Remember, installing ADP licence (“Threat Protection (Software add-on) license”) will reboot the member.

Remember, enabling the ADP service (“Threat Protection”) on a member will cause the member to reboot.

Remember, you cannot enable ADP on a GM or GMC

Remember, the DNS member running ADP must be using the MGMT interface.

Remember, after enabling DoH and/or DoT, you must manually reboot the member.

Remember, the option to enable DoT and enable DoH is only visible if the member has enough memory allocated (Data Management > DNS > Members > Properties > Queries > Advanced)
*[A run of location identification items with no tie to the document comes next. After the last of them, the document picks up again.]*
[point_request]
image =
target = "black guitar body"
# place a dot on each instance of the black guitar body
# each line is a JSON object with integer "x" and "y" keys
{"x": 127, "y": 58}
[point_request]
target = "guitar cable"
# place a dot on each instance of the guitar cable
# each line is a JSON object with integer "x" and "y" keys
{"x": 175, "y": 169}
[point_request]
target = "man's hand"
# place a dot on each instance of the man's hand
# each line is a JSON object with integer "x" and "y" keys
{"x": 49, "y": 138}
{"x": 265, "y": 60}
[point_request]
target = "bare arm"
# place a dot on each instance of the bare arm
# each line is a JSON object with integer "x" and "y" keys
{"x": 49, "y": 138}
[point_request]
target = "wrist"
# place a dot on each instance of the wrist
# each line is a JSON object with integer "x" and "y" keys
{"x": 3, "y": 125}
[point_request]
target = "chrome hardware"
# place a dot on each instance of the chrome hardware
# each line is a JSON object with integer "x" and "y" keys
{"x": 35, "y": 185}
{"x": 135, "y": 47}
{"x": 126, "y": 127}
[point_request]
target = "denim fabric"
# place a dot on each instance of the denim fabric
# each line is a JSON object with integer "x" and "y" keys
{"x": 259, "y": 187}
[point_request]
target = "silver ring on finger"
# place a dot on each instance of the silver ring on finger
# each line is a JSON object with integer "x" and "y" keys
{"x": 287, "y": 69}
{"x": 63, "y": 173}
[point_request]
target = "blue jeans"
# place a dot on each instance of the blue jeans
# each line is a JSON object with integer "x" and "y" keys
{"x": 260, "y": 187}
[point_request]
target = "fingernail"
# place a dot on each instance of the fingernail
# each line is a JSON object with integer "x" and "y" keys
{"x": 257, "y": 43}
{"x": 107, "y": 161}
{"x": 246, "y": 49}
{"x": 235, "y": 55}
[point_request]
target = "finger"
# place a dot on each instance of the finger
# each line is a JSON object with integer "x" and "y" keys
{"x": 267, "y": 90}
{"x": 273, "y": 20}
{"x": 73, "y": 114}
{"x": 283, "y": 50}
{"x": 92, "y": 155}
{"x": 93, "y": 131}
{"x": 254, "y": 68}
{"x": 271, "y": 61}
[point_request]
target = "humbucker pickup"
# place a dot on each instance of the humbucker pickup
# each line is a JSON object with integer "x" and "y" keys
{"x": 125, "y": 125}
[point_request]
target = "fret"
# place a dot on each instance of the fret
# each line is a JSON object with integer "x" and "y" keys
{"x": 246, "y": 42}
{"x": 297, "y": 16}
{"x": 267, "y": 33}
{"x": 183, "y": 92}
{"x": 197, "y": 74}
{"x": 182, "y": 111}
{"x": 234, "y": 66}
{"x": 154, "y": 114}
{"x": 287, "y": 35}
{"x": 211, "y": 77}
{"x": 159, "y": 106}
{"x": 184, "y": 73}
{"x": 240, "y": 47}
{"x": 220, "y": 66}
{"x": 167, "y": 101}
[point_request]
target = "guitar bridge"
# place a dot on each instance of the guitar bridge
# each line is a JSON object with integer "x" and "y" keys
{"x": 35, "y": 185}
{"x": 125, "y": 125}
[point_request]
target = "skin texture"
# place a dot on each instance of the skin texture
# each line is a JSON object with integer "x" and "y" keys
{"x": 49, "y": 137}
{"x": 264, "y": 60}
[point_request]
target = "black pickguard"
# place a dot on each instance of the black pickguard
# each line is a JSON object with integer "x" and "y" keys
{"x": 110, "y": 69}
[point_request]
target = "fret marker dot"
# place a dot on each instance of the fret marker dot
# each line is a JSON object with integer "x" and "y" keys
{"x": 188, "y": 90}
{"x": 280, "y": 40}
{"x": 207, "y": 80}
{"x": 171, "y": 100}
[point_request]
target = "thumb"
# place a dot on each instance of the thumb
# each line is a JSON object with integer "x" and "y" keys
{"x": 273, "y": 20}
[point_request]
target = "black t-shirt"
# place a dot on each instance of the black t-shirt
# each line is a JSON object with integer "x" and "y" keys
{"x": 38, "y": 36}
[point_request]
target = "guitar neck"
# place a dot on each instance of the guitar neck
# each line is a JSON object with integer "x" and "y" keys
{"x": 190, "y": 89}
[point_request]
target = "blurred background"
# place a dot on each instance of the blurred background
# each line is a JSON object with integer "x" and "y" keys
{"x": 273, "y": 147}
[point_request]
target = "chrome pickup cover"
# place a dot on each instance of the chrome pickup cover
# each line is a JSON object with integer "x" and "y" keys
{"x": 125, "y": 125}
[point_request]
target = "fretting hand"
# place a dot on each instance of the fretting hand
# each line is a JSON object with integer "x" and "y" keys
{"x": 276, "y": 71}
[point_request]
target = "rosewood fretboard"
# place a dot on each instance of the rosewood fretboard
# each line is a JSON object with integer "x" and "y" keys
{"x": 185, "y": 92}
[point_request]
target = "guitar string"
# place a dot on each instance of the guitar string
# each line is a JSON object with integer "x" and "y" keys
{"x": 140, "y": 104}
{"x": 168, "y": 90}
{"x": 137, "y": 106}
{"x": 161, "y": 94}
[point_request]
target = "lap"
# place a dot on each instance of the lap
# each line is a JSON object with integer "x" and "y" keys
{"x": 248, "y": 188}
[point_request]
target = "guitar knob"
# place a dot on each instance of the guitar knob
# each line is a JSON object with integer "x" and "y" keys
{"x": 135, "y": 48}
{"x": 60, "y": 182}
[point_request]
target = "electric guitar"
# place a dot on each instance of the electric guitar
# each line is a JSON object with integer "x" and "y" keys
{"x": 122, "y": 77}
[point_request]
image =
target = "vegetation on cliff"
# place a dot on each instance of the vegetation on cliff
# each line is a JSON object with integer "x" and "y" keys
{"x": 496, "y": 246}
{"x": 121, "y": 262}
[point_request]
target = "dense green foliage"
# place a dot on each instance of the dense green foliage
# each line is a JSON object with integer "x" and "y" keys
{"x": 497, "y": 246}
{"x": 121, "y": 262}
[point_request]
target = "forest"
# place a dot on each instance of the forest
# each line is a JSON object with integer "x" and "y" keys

Remember, to install the ADP licence and the ADP update licence, the NIOS appliance must have the enough CPU/RAM

Use a CHAOS query to ask for the running version of Bind. That will trigger a reconnaissance rule

dig @adp.infobloxtest.local CH TXT version.bind

CEF:0|Infoblox|NIOS Threat|8.6.2-49947-c076333333a0|110100200|EARLY DROP UDP DNS named version attempts|8|src=**** spt=63141 dst=**** dpt=53 act="DROP" cat="Reconnaissance" nat=0 nfpt=0 nlpt=0 fqdn=version.bind hit_count=1

To test DoH on Linux Client, this page is a useful guide. I had to use a proper certificate (Lets Encrypt) to get it to work. I put the HTTPS cert on the DoH member of the Infoblox Grid and also imported the intermediate and root certificates into the Grid.